Booz Allen and RSA join forces in cyber-security marketplace
About a year ago, senior cyber security executives at Booz Allen Hamilton sat down with their counterparts at RSA, shared information about their respective products and consulting services, and quickly discovered that they could complement each other beautifully if they chose to work together. Out of that meeting-of-the-minds has come a formal “consulting and services partnership,” which both companies unveiled at RSA’s Advanced Threats Summit in Washington, DC, on Sept. 19.
Under this partnership, RSA, a unit of EMC Corp., will contribute its considerable software and product expertise (which are vital to detecting a cyber-assault and identifying a specific attack signature), while Booz Allen will offer its long experience in the Intelligence Community to help track down the source and motivation of such a cyber-attack, and figure out what can be done about it.
“RSA has the products and technologies, and we can present some of the analytic work,” explained Gary Labovich, a Booz Allen senior vice president, who spoke with Government Security News on Sept. 18, before the two companies made their official announcement.
Here’s how Labovich sees the new partnership: “RSA has a suite of tools that enable them to identify a threat in a customer’s network.

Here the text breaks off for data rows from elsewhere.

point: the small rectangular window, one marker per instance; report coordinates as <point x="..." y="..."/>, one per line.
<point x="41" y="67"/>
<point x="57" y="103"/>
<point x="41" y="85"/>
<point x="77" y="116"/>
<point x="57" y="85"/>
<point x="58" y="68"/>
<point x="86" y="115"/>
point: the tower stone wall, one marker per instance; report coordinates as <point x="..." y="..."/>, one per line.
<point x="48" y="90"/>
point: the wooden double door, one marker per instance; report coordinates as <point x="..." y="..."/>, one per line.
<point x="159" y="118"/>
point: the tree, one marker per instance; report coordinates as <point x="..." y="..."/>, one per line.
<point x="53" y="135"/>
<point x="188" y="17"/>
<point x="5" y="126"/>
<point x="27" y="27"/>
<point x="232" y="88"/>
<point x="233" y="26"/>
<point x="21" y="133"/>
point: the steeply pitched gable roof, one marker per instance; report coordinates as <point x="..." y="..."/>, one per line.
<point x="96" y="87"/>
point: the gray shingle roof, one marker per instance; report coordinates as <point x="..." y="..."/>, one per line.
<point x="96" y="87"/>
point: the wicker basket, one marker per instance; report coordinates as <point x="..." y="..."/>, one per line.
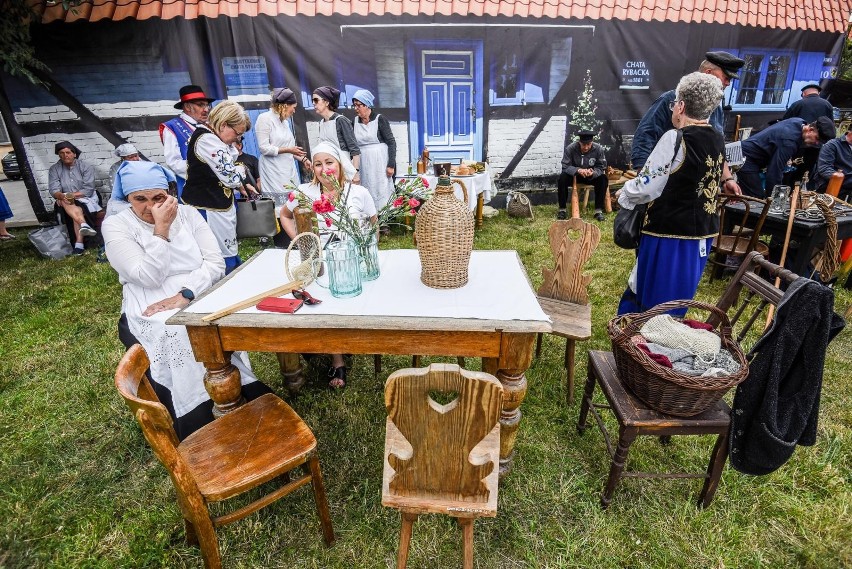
<point x="662" y="388"/>
<point x="443" y="231"/>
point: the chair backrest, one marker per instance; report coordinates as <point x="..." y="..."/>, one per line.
<point x="157" y="426"/>
<point x="749" y="294"/>
<point x="742" y="233"/>
<point x="442" y="436"/>
<point x="572" y="242"/>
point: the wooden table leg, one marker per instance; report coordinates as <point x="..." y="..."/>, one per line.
<point x="291" y="371"/>
<point x="222" y="379"/>
<point x="515" y="357"/>
<point x="626" y="436"/>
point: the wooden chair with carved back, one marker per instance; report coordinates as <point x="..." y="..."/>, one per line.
<point x="260" y="441"/>
<point x="564" y="293"/>
<point x="442" y="448"/>
<point x="742" y="239"/>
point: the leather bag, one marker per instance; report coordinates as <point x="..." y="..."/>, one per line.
<point x="627" y="227"/>
<point x="256" y="218"/>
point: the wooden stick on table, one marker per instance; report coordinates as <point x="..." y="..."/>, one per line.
<point x="794" y="200"/>
<point x="277" y="291"/>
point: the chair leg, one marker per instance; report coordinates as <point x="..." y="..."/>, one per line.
<point x="714" y="470"/>
<point x="467" y="542"/>
<point x="625" y="439"/>
<point x="405" y="539"/>
<point x="320" y="499"/>
<point x="569" y="365"/>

Essentially, they can find the bug. Booz Allen can look at various kinds of data and identify the trademarks of third-party invaders, and engage in pattern-recognition.”
A joint press release issued on Sept. 19 said the two companies will focus on the “development of joint service offerings that leverage the deep technical and analytical experience of both companies in designing threat-resistant digital infrastructures and in helping customers remediate recent or active cyber attacks.”

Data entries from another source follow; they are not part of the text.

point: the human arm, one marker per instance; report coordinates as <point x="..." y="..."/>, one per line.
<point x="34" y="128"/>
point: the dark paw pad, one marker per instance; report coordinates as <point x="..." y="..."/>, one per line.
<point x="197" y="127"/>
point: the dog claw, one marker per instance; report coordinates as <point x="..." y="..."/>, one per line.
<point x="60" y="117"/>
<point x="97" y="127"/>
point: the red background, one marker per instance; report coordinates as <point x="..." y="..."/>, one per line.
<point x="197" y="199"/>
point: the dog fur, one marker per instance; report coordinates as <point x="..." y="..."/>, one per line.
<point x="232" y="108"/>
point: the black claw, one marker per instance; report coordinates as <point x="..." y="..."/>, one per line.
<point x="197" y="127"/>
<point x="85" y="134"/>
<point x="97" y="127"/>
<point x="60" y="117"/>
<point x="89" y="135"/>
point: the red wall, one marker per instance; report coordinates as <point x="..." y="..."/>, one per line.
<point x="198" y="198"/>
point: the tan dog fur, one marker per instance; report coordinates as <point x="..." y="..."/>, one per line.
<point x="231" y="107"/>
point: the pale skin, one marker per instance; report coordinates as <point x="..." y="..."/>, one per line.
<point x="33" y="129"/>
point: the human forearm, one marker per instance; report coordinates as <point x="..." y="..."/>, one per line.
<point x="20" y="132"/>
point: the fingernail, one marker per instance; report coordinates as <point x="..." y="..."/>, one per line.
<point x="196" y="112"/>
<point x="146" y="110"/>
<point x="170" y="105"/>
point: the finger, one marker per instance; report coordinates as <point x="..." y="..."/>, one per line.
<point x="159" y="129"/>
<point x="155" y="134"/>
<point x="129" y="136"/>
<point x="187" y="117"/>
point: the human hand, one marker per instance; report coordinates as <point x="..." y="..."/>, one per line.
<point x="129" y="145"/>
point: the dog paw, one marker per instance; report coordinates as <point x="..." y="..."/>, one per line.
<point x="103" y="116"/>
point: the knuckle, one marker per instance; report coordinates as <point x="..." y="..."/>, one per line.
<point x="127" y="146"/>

In addition to contributing its expertise in “connecting-the-dots” in a post-attack cyber-investigation, Booz Allen is eager to find ways to commercialize a software product it developed which it calls Automated First Responder. Unlike many cyber-security software programs that look for the “signature” of a known virus, bug or piece of malware, Booz Allen’s AFR does not need to know the attacker’s signature in advance, explained Labovich. Instead, the AFR tries to spot cyber-threats by looking for known or unknown anomalies in the network.
One of the main goals of Booz Allen for entering into this new partnership with RSA is to find ways to “productize” its Automated First Responder software and market it to a much broader pool of potential customers. “We know we have something that is pretty special,” Labovich told GSN, “but we’re not a product company.”
“The lines between types of attackers, attack techniques, and even motives continue to blur in today’s increasingly-connected digitally dependent world,” said Mike McConnell, Vice Chairman of Booz Allen Hamilton and former Director of National Intelligence and Director, National Security Agency, in a prepared statement. “Government agencies and a full range of commercial enterprises today must be able to defend themselves from a growing list of online adversaries, all of whom will be armed with increasingly sophisticated malware and tactics. To be successful, enterprises require much greater access to the wealth of information, technologies, and tactics that companies such as RSA and Booz Allen have developed through practical experience in defending the world’s most sensitive digital infrastructures. Our consulting and services partnership is one step in improving that collaboration, giving our clients and customers better and faster access to the expertise and tools they need to defend their information and valuable digital assets.”
Rear Admiral (Ret.) Mike Brown, Vice President and General Manager of RSA Federal and Critical Infrastructure, added in a prepared statement, “Whether their motives are cybercrime, cyber espionage or cyber terrorism, the adversaries that organizations face online are highly effective at collaboration, information sharing, and technology sharing. Joint ventures such as the one we are announcing today demonstrate that security practitioners can be equally collaborative. RSA and Booz Allen Hamilton maintain leadership positions in security software development, security consulting, and incident response. Through our consulting and services partnership, we will be better able to put our skills and expertise to work for customers in the public and private sectors, so our customers can reap the benefits of technology while successfully managing the risks across the digital threat landscape.”